I am reading a huge text file of words (one word per line) but I have to stop it from time to time to resume the read the next day. Right now I'm using Apache's lineiterator but it's totally the wrong solution. My file is 7Gb and I had to interrupt reading it around at 1Gb. To resume the read I saved the number of line already read. This means that I have an if statement on the while loop. Apache's FileUtils doesn't allow to seek so that was my solution.
What is the best/fastest solution? I thought to use RandomAccessfile to get to the right line and continue reading, but I'm not sure if I can go to the right place AND how do I save the correct place I read last. I can reead again a couple of lines, so the precision is not so important, but I haven't found a way to get the pointer. I have a BufferedReader to read the File and a RandomAccessFile to seek to the right place, but I don't know how to periodically save a position with the BufferedReader. Any hints?

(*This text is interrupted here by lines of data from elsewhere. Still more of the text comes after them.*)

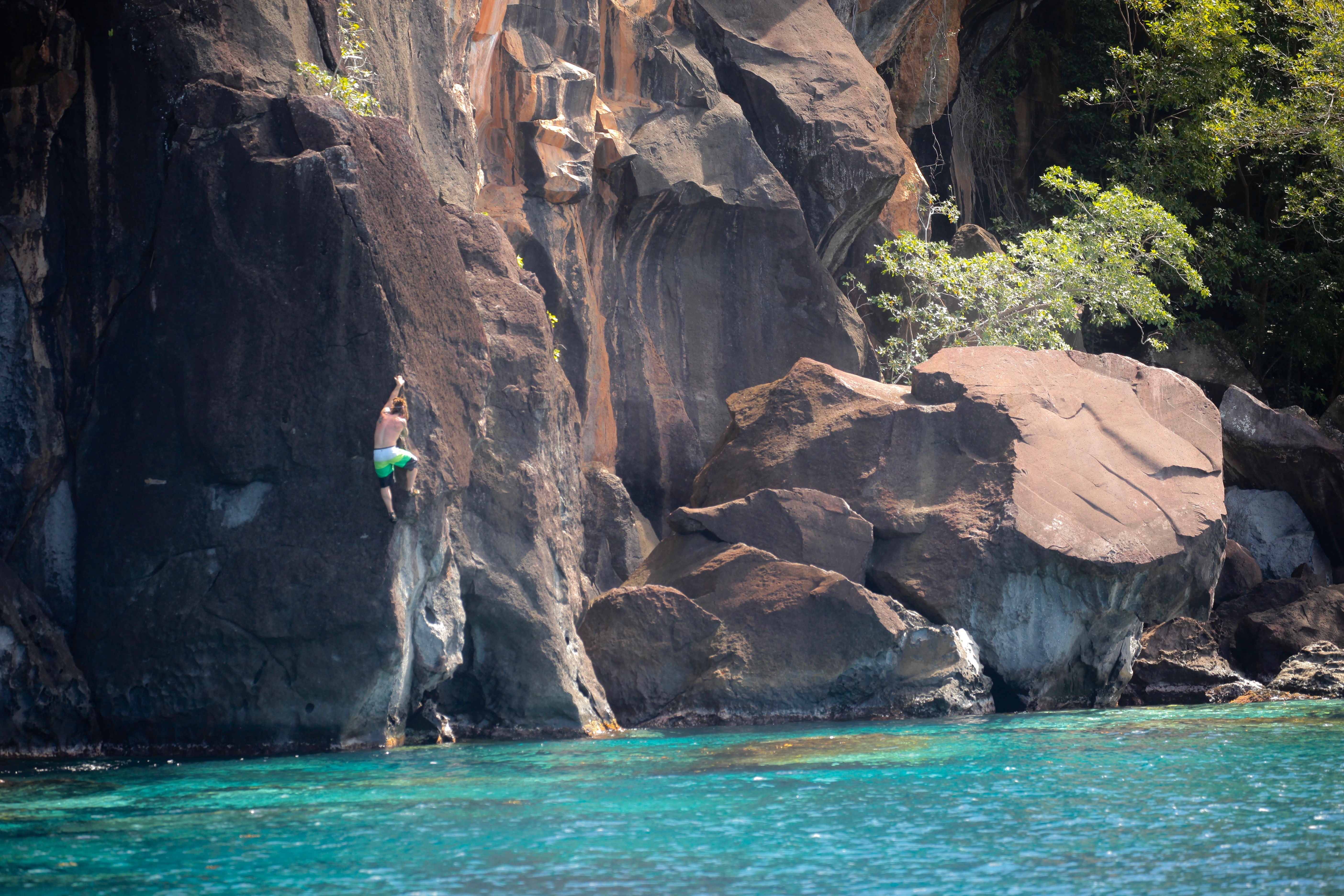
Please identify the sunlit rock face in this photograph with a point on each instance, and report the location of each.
(1049, 503)
(213, 274)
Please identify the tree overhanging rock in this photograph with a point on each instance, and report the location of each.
(1049, 503)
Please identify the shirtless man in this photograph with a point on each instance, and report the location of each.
(388, 457)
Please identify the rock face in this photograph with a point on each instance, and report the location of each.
(212, 277)
(616, 535)
(1264, 640)
(45, 707)
(1275, 451)
(681, 177)
(1178, 664)
(799, 526)
(1318, 670)
(194, 625)
(1275, 532)
(737, 636)
(1268, 596)
(1241, 573)
(1008, 498)
(1211, 363)
(648, 645)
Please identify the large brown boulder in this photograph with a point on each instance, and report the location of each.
(738, 636)
(1178, 663)
(1050, 503)
(1318, 670)
(800, 526)
(1276, 451)
(647, 644)
(1267, 639)
(1267, 596)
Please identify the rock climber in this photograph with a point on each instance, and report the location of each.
(388, 457)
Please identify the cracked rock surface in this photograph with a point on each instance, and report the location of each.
(1049, 503)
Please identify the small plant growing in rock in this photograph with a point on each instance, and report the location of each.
(554, 320)
(1103, 258)
(353, 88)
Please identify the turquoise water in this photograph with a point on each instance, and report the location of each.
(1207, 800)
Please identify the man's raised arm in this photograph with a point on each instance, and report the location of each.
(401, 382)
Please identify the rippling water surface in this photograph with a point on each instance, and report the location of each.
(1209, 800)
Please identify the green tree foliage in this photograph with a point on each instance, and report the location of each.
(354, 87)
(1105, 260)
(1229, 113)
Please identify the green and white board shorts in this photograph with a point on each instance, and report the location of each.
(388, 460)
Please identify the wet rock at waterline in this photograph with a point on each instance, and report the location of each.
(1008, 498)
(737, 636)
(45, 706)
(1179, 663)
(1318, 670)
(240, 583)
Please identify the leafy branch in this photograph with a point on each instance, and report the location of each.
(353, 89)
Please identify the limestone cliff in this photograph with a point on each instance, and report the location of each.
(212, 276)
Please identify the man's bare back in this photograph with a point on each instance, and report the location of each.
(388, 457)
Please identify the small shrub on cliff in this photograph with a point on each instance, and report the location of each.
(353, 88)
(1103, 258)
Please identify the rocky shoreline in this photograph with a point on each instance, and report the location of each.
(603, 242)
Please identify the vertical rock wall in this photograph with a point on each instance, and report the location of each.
(212, 277)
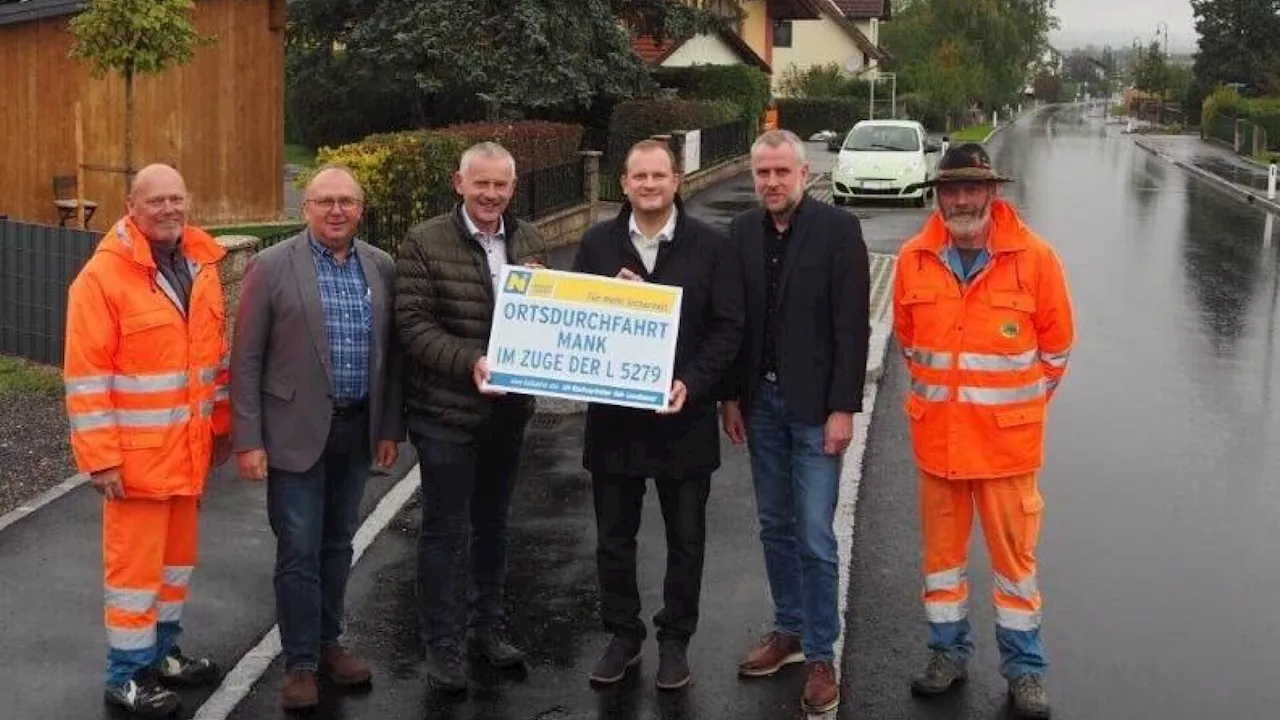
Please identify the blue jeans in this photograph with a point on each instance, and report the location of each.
(796, 488)
(314, 515)
(467, 481)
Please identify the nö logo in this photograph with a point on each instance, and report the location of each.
(517, 282)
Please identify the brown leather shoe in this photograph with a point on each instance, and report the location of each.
(775, 651)
(821, 691)
(342, 668)
(300, 691)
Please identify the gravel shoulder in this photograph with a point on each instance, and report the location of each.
(35, 454)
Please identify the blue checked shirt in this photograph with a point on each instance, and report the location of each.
(348, 322)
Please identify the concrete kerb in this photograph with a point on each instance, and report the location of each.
(1242, 194)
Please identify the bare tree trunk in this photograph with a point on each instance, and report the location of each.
(128, 130)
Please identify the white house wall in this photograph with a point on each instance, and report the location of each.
(816, 42)
(703, 50)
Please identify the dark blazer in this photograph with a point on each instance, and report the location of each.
(640, 442)
(822, 323)
(282, 384)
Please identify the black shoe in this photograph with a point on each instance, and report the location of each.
(144, 696)
(622, 654)
(177, 670)
(672, 665)
(493, 648)
(446, 668)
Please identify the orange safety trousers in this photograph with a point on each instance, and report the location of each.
(149, 551)
(1011, 510)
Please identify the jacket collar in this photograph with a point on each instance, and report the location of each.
(126, 240)
(1009, 233)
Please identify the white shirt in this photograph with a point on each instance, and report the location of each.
(494, 246)
(648, 246)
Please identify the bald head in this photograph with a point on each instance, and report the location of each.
(333, 206)
(158, 203)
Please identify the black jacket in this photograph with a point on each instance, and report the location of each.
(822, 323)
(444, 310)
(641, 442)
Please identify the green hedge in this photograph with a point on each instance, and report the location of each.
(534, 144)
(807, 117)
(743, 85)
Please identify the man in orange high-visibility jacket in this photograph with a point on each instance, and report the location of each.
(146, 395)
(982, 313)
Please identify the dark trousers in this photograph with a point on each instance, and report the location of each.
(618, 505)
(314, 515)
(466, 501)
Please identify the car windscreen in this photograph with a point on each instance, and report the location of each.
(887, 139)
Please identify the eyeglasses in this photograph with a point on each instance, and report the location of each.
(344, 204)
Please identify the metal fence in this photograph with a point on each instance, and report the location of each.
(722, 142)
(37, 264)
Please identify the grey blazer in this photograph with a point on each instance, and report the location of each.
(282, 383)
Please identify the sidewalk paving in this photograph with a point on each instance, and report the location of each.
(1212, 162)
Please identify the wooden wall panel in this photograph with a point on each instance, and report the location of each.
(219, 119)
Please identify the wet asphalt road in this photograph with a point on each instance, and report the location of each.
(1157, 556)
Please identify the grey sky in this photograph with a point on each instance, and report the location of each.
(1118, 22)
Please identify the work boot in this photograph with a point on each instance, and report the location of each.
(493, 648)
(342, 668)
(447, 668)
(775, 651)
(622, 654)
(300, 691)
(144, 696)
(672, 665)
(1029, 697)
(821, 691)
(177, 670)
(940, 674)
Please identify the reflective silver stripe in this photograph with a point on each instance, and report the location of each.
(935, 359)
(158, 382)
(932, 393)
(946, 611)
(177, 575)
(87, 384)
(1025, 588)
(993, 361)
(131, 639)
(129, 601)
(1056, 359)
(1001, 395)
(169, 611)
(1016, 619)
(945, 580)
(95, 420)
(152, 418)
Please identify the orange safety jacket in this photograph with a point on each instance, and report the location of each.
(146, 382)
(984, 356)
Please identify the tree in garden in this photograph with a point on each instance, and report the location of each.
(1238, 44)
(133, 37)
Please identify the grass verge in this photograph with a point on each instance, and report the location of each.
(972, 133)
(23, 379)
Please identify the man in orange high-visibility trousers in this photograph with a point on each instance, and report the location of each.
(146, 396)
(982, 313)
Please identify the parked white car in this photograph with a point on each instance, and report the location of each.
(885, 160)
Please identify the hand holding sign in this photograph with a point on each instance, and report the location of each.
(676, 402)
(480, 376)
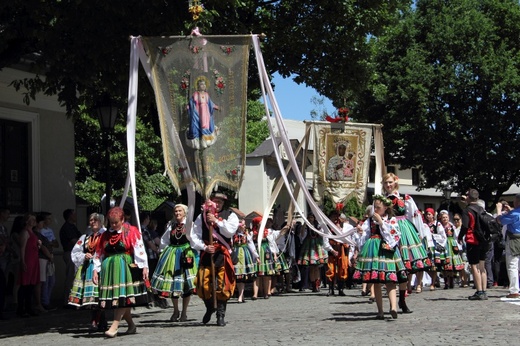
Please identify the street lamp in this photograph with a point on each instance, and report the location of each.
(446, 191)
(107, 115)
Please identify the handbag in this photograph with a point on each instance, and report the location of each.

Code: (note the "SOMETHING" where I should print the value I can use on the seekToByte )
try {
RandomAccessFile rand = new RandomAccessFile(file,"r");
rand.seek(seekToByte);
startAtByte = rand.getFilePointer();
rand.close();
} catch(IOException e) {
// do something
}
// Do it using the BufferedReader
BufferedReader reader = null;
FileReader freader = null;
try {
freader = new FileReader(file);
reader = new BufferedReader(freader);
reader.skip(startAtByte);
long i=0;
for(String line; (line = reader.readLine()) != null; ) {
lines.add(line);
System.out.print(i+" ");
if (lines.size()>1000) {
commit(lines);
System.out.println("");
lines.clear();
System.out.println(SOMETHING?);
}
}
} catch(Exception e) {
// handle this
} finally {
if (reader != null) {
try {reader.close();} catch(Exception ignore) {}
}
}
RandomAccessfile
is indeed one way to go. Use
long position = file.getFilePointer();
When you stop reading to save where you are in the file, and then restore with:
file.seek(position);
To resume reading at the same place.
However, be careful when using RandomAccessfile
, as its readLine
method does not completely support Unicode.